And we all will pay the price, because the legal settlements will come out of our tax money.

Thanks to Jim Lyle and Carol Detrick — who’s been trying to get this fixed for five years — for the heads-up.

……….

Downtown’s Figueroa corridor could be the next Silicon Valley. But only if the city allows the MyFigueroa project to connect and transform the street.

Once again, a city analyst suggests going back to the same well by raising sales taxes half a cent to pay for roadway and sidewalk repair, rather than find a more innovative way to finance the much needed work. But how many times will city voters approve the same tax, especially with plans proceeding for a new Metro sales tax extension in the near future?

Streetsblog rides with last weekend’s Tour de Watts, and finds things are looking up in one of the city’s most maligned and misunderstood neighborhoods.

Somehow, the annual Bicycle Film Festival snuck up on us this year; it makes a great lead-in for the April 6th Wilshire CicLAvia.

Speaking of which, CicLAvia wants you to have a free pin, while two Open Streets events proposed for the San Gabriel Valley.

San Fernando votes to move forward with the proposed Pacoima Wash Bikeway.

A bike riding child was struck by a school bus in Fontana Tuesday morning, but somehow managed to escape uninjured. Meanwhile, a 12-year old boy is hit by an SUV in Whittier, with no word on his condition; thanks to Erik Griswold for the heads-up.

Bike Newport Beach contends with harried and hostile drivers.

A 44-year old San Diego bike rider is injured after being struck from behind by a high-end hit-and-run driver.

Bike San Diego sets its sights higher after winning a national advocacy award.

One hundred 5th graders are raising funds to ride from Yuma AZ to San Diego in a couple weeks. Did I mention they’re only in the 5th grade? Seriously, those kids rock.

Ninety-two-year old anti-authoritarian, pro-bike and anti-car-industrial-complex former Caltrans engineer passes away. After reading this obit, I really wish I’d known that guy.

Who needs side reflectors and wheel lights when your entire bike glows in the headlights?

The question of how to get more women on their bikes raises its head once again. Isn’t the easiest way to increase ridership among women, as well as other human beings, simply to make our streets safe for everyone?

Bike Portland rides the Big Easy.

It’s been five years since a cyclist killed a pedestrian in New York, but that doesn’t stop a healthcare company.

Another look at the seemingly endless debate over mandatory helmet laws.

Tragedy strikes the pro peloton as a 19-year old junior champion dies of a stroke while training in Ecuador.

An award-winning British journalist sues after suffering severe brain damage when he was hit by a London police car responding to a shooting.

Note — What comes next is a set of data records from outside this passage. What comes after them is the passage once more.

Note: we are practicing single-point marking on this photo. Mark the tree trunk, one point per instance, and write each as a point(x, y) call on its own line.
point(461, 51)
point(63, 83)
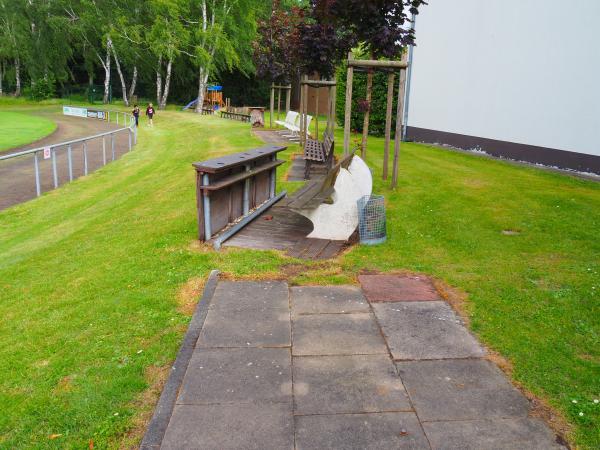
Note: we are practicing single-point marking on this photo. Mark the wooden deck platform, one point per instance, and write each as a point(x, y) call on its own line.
point(279, 228)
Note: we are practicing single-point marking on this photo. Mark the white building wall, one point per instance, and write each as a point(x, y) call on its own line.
point(524, 71)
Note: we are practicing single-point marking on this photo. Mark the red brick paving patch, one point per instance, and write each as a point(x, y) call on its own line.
point(396, 288)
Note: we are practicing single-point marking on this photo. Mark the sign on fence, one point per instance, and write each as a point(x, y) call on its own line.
point(95, 114)
point(72, 111)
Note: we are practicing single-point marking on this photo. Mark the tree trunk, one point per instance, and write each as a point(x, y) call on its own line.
point(158, 80)
point(367, 113)
point(123, 85)
point(163, 101)
point(202, 80)
point(107, 72)
point(18, 77)
point(133, 83)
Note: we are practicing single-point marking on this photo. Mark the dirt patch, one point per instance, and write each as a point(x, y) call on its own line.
point(156, 377)
point(188, 295)
point(458, 300)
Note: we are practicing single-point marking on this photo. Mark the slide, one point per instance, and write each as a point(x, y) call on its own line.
point(190, 104)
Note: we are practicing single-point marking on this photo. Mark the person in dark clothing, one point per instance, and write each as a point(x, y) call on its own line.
point(150, 113)
point(136, 114)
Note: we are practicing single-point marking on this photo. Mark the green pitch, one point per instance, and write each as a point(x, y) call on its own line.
point(18, 129)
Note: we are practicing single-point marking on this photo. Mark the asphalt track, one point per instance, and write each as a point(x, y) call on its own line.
point(17, 176)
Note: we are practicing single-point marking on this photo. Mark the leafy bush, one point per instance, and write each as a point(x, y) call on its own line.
point(378, 101)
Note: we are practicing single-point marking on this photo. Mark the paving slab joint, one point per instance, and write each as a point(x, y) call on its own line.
point(166, 403)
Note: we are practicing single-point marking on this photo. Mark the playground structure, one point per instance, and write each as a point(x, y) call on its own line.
point(213, 99)
point(390, 67)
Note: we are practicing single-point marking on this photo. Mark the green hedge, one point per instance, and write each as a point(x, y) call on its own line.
point(378, 100)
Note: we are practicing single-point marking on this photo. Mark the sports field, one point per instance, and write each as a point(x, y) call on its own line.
point(99, 278)
point(18, 129)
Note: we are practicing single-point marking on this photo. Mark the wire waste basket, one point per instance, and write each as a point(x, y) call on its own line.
point(371, 219)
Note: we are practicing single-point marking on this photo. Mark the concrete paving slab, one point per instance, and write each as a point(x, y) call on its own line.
point(328, 300)
point(499, 434)
point(244, 295)
point(225, 427)
point(360, 431)
point(347, 384)
point(397, 288)
point(255, 327)
point(425, 330)
point(337, 334)
point(237, 375)
point(460, 390)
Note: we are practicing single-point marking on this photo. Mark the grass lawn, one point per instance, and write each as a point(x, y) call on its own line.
point(18, 129)
point(98, 278)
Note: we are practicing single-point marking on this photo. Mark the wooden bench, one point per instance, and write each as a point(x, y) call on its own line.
point(315, 151)
point(230, 187)
point(235, 116)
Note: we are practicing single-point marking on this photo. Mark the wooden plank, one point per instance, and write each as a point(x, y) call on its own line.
point(398, 134)
point(366, 63)
point(348, 109)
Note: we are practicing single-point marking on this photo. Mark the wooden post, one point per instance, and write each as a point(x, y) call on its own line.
point(348, 110)
point(271, 105)
point(366, 119)
point(288, 95)
point(388, 124)
point(398, 134)
point(333, 93)
point(305, 107)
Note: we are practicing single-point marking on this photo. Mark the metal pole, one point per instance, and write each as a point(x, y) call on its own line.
point(112, 144)
point(37, 175)
point(272, 179)
point(70, 157)
point(206, 203)
point(103, 150)
point(271, 105)
point(246, 199)
point(85, 157)
point(348, 110)
point(54, 173)
point(408, 78)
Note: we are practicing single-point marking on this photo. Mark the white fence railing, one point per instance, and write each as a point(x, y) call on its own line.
point(108, 144)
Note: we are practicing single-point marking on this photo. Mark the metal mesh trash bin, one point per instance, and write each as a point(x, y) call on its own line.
point(371, 219)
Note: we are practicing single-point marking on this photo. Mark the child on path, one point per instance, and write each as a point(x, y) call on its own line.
point(136, 114)
point(150, 113)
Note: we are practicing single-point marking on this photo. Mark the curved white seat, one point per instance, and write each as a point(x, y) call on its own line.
point(337, 221)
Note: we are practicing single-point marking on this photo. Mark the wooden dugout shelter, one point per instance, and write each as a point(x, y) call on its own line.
point(391, 67)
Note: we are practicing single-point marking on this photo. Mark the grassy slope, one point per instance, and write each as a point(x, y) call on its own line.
point(90, 275)
point(19, 129)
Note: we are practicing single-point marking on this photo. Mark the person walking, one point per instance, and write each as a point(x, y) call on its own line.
point(136, 114)
point(150, 113)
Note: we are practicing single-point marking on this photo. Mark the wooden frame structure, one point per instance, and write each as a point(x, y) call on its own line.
point(288, 92)
point(391, 67)
point(305, 83)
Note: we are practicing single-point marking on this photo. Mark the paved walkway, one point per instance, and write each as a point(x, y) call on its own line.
point(279, 367)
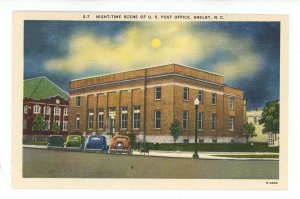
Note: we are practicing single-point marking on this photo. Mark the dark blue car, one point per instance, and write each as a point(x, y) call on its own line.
point(96, 143)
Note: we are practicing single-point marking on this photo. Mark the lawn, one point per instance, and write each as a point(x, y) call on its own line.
point(215, 147)
point(249, 156)
point(35, 143)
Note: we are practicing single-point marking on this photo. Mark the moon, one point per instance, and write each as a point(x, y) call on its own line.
point(155, 43)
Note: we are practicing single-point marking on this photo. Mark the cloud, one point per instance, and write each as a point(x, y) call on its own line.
point(179, 42)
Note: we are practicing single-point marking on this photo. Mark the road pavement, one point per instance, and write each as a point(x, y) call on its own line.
point(43, 163)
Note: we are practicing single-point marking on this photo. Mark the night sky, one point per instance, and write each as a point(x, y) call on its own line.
point(246, 53)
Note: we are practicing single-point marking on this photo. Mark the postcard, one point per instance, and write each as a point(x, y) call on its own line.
point(150, 101)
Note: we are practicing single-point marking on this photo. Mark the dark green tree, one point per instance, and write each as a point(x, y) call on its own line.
point(175, 129)
point(39, 123)
point(55, 128)
point(249, 131)
point(270, 117)
point(133, 140)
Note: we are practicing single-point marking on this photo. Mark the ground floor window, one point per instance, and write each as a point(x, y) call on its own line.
point(185, 120)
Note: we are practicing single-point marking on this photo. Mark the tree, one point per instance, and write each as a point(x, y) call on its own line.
point(175, 129)
point(249, 131)
point(55, 127)
point(270, 117)
point(39, 123)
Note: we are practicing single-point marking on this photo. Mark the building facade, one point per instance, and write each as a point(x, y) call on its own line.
point(43, 98)
point(146, 101)
point(253, 117)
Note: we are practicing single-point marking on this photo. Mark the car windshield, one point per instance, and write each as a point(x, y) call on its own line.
point(73, 138)
point(121, 139)
point(95, 138)
point(55, 138)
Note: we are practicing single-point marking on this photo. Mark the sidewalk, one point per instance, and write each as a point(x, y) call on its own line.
point(189, 154)
point(205, 155)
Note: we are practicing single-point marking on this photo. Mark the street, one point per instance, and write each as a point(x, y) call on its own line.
point(43, 163)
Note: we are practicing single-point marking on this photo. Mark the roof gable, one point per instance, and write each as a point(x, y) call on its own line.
point(42, 88)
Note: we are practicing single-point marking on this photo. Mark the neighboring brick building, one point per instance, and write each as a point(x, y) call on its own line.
point(146, 101)
point(43, 97)
point(253, 117)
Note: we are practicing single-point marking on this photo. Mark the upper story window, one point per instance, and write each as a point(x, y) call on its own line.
point(66, 111)
point(90, 118)
point(231, 123)
point(157, 93)
point(47, 110)
point(200, 96)
point(25, 109)
point(136, 117)
point(36, 109)
point(100, 118)
point(231, 103)
point(56, 111)
point(78, 101)
point(157, 116)
point(213, 121)
point(186, 93)
point(200, 121)
point(185, 120)
point(77, 122)
point(213, 98)
point(124, 117)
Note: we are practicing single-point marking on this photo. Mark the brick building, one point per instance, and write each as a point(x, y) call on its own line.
point(146, 101)
point(42, 97)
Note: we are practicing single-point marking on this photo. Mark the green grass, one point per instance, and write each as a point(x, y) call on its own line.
point(249, 156)
point(216, 147)
point(35, 143)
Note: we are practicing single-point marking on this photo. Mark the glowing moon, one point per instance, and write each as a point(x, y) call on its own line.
point(155, 43)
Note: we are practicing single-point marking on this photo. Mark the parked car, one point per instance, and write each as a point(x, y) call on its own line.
point(120, 144)
point(55, 141)
point(75, 142)
point(96, 143)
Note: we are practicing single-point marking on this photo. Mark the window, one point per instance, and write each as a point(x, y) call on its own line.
point(25, 109)
point(47, 125)
point(157, 119)
point(214, 98)
point(56, 111)
point(25, 124)
point(157, 93)
point(124, 117)
point(186, 94)
point(90, 118)
point(66, 111)
point(36, 109)
point(231, 103)
point(78, 101)
point(77, 122)
point(65, 125)
point(231, 123)
point(200, 121)
point(200, 96)
point(185, 120)
point(136, 117)
point(255, 120)
point(47, 110)
point(100, 118)
point(213, 121)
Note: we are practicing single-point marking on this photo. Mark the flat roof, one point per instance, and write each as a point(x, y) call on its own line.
point(145, 69)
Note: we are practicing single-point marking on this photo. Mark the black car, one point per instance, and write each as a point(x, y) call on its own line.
point(55, 141)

A UK writer confesses to being a bike-borne Mr. Hide, and proposes banning bikes and cars and buses, as well as men with glasses and short hair who wear blue jeans. Wait, that’s me.

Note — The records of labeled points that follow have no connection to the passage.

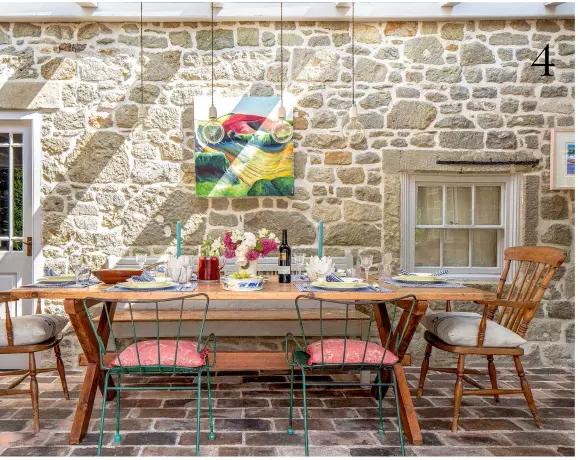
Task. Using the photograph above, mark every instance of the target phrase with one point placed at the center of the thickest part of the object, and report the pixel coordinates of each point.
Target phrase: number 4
(547, 64)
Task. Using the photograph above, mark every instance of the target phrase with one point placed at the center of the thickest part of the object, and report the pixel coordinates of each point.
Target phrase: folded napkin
(438, 273)
(334, 278)
(145, 277)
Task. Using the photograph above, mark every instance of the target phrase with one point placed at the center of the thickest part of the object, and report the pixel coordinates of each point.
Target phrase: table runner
(177, 288)
(305, 287)
(447, 284)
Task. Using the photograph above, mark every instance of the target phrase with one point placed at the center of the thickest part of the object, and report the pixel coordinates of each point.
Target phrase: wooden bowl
(115, 275)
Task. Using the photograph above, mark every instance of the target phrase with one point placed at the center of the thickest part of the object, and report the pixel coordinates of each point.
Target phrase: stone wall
(425, 90)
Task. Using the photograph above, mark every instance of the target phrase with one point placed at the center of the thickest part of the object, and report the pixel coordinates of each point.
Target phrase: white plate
(331, 285)
(57, 279)
(137, 285)
(351, 280)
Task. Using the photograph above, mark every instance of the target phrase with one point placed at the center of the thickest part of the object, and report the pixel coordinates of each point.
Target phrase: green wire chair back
(147, 368)
(399, 323)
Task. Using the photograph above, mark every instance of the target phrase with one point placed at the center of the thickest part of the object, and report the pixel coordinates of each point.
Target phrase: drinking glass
(141, 259)
(76, 264)
(366, 263)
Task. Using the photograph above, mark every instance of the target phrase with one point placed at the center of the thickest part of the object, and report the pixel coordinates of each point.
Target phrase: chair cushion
(333, 352)
(33, 329)
(187, 355)
(461, 328)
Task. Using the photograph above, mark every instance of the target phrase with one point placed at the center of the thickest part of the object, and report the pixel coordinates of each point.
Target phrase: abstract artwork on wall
(248, 161)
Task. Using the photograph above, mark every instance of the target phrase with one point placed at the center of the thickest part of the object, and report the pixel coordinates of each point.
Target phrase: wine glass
(75, 262)
(366, 263)
(141, 259)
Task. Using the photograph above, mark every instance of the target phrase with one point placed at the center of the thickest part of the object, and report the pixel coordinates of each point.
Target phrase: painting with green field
(248, 161)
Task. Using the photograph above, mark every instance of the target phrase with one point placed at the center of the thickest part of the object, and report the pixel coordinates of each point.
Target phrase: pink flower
(252, 254)
(228, 241)
(268, 246)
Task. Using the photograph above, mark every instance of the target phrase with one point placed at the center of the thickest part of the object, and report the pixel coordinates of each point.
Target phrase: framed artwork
(562, 159)
(248, 161)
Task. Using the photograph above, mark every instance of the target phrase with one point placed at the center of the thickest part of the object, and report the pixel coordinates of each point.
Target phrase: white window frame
(508, 230)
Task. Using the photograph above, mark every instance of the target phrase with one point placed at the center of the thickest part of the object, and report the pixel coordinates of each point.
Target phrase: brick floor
(251, 419)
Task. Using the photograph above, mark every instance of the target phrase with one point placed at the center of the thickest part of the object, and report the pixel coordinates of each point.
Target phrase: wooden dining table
(272, 291)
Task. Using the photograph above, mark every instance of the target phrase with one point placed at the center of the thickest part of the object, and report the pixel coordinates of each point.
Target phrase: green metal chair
(363, 355)
(138, 358)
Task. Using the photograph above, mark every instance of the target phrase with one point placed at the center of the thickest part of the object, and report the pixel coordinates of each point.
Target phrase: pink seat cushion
(187, 355)
(333, 352)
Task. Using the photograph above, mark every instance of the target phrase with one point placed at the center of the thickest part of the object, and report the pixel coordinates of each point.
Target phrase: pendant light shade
(282, 130)
(353, 130)
(213, 132)
(139, 132)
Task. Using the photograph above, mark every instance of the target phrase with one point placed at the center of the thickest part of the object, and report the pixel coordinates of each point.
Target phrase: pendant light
(213, 131)
(139, 134)
(352, 130)
(282, 131)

Aussie woman is doored and brow-beaten by cab passengers, while catching the whole thing on video. Meanwhile, a police minister suggests riders invest in bike cams in advance of Queensland’s new three-foot-equivalent law.

Now that’s what I call a big bike.

Finally, a writer for People for Bikes calls for changing group ride behavior; he’s got a point in that a lot of us could behave a lot better. On the other hand, Cyclelicious quite reasonably takes him to task for unfairly blaming beginners and other group riders for the bikelash in the halls of government and the hatred we face from motorists.

………

Let me give a quick shoutout to Daveed Kapoor and Money Heaven for their generous donations to support this site. It’s your support that makes BikinginLA possible.

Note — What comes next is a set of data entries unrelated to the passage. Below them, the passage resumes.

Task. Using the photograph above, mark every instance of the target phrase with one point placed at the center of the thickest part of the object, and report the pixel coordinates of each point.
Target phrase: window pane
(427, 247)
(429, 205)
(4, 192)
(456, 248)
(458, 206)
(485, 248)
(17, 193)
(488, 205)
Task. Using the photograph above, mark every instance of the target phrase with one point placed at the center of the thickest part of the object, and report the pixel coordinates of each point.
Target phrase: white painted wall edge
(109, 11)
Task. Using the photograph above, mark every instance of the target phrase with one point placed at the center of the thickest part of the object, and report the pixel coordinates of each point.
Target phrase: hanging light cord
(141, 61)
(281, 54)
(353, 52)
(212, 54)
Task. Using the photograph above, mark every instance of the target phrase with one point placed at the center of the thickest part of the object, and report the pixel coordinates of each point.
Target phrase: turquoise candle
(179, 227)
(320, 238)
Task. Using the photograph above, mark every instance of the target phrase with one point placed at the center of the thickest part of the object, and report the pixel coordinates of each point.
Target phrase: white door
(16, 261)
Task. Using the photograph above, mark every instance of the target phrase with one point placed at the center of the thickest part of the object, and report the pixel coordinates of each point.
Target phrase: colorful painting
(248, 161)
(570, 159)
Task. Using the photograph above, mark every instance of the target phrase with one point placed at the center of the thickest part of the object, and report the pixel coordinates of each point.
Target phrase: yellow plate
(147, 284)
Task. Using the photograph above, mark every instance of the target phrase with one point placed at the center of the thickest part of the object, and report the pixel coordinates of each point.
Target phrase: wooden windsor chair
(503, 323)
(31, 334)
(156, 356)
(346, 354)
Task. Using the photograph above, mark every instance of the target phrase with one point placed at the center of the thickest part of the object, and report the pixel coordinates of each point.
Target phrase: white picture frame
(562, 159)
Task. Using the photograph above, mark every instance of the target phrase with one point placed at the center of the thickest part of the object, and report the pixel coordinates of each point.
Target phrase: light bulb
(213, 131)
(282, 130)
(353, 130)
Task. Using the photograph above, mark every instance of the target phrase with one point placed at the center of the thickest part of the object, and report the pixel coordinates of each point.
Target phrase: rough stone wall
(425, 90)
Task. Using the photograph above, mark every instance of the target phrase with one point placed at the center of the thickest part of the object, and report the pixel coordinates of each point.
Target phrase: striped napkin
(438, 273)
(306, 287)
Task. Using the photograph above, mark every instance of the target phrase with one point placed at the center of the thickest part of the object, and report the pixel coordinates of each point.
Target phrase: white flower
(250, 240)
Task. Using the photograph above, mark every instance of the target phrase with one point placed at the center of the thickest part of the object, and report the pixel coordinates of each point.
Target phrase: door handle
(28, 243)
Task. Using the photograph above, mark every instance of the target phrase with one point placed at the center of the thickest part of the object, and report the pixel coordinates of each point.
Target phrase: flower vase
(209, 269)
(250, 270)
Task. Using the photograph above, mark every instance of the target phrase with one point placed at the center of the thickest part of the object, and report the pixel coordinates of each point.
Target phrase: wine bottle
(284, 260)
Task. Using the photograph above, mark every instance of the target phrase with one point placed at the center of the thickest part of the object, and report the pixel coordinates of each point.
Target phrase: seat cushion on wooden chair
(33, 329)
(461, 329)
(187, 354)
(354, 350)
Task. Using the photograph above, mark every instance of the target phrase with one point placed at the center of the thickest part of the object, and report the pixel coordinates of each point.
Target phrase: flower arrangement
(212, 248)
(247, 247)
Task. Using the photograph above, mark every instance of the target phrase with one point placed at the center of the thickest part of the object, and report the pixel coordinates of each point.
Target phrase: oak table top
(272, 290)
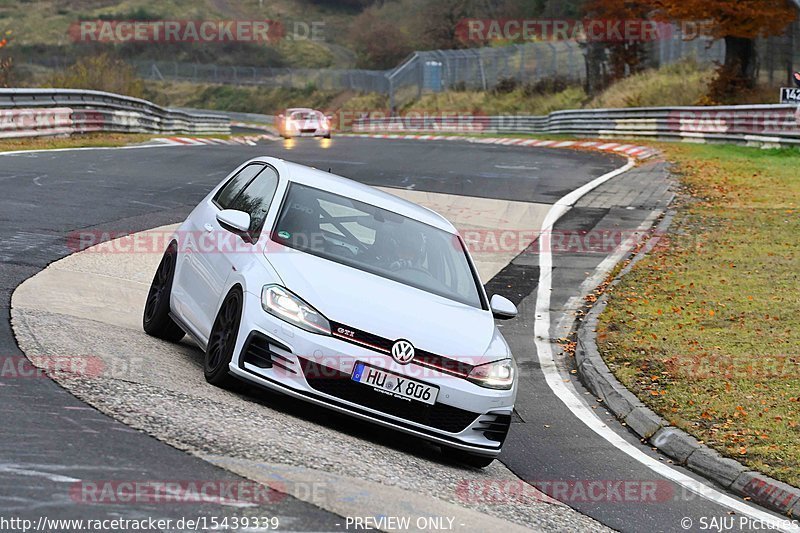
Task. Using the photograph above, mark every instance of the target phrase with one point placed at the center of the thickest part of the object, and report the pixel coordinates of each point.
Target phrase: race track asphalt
(49, 439)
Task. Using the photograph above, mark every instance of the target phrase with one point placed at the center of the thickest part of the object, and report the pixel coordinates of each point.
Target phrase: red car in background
(303, 122)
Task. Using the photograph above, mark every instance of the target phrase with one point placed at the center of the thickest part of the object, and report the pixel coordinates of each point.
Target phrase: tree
(610, 61)
(6, 63)
(101, 73)
(379, 44)
(738, 22)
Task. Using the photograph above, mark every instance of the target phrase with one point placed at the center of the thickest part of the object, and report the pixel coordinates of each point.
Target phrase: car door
(233, 251)
(197, 283)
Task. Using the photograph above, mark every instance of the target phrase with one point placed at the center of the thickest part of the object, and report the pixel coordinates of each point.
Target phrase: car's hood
(387, 308)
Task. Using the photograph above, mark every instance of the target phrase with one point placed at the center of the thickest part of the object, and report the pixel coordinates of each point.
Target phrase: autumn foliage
(737, 22)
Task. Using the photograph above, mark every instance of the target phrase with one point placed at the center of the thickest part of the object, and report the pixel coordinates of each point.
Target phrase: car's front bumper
(307, 132)
(317, 368)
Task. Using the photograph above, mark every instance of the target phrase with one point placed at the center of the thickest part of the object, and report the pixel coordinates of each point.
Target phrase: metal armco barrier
(758, 125)
(41, 112)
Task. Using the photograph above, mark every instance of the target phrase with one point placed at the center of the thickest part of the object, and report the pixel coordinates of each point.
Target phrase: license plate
(394, 384)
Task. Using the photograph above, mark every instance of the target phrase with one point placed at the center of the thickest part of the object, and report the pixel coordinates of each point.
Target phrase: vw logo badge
(402, 352)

Beverly Hills tells bicyclists to drop dead; LAPD to focus — finally — on traffic violations this year

Screw bike riders.

That was the message sent last night by notoriously bike-unfriendly Beverly Hills in refusing to incorporate bike lanes in next year’s planned reconstruction of Santa Monica Blvd.

Even though the reconstruction gives the city a once-in-a-lifetime opportunity to fix one of the region’s most congested and dysfunctionally incomplete streets.

And even though it could be done for pennies on the dollar during the massive reconstruction project.

And even though it would connect the bike lanes that currently exist on the boulevard on either side of the city, completing the gap that exists between bike lanes in West Hollywood and Century City.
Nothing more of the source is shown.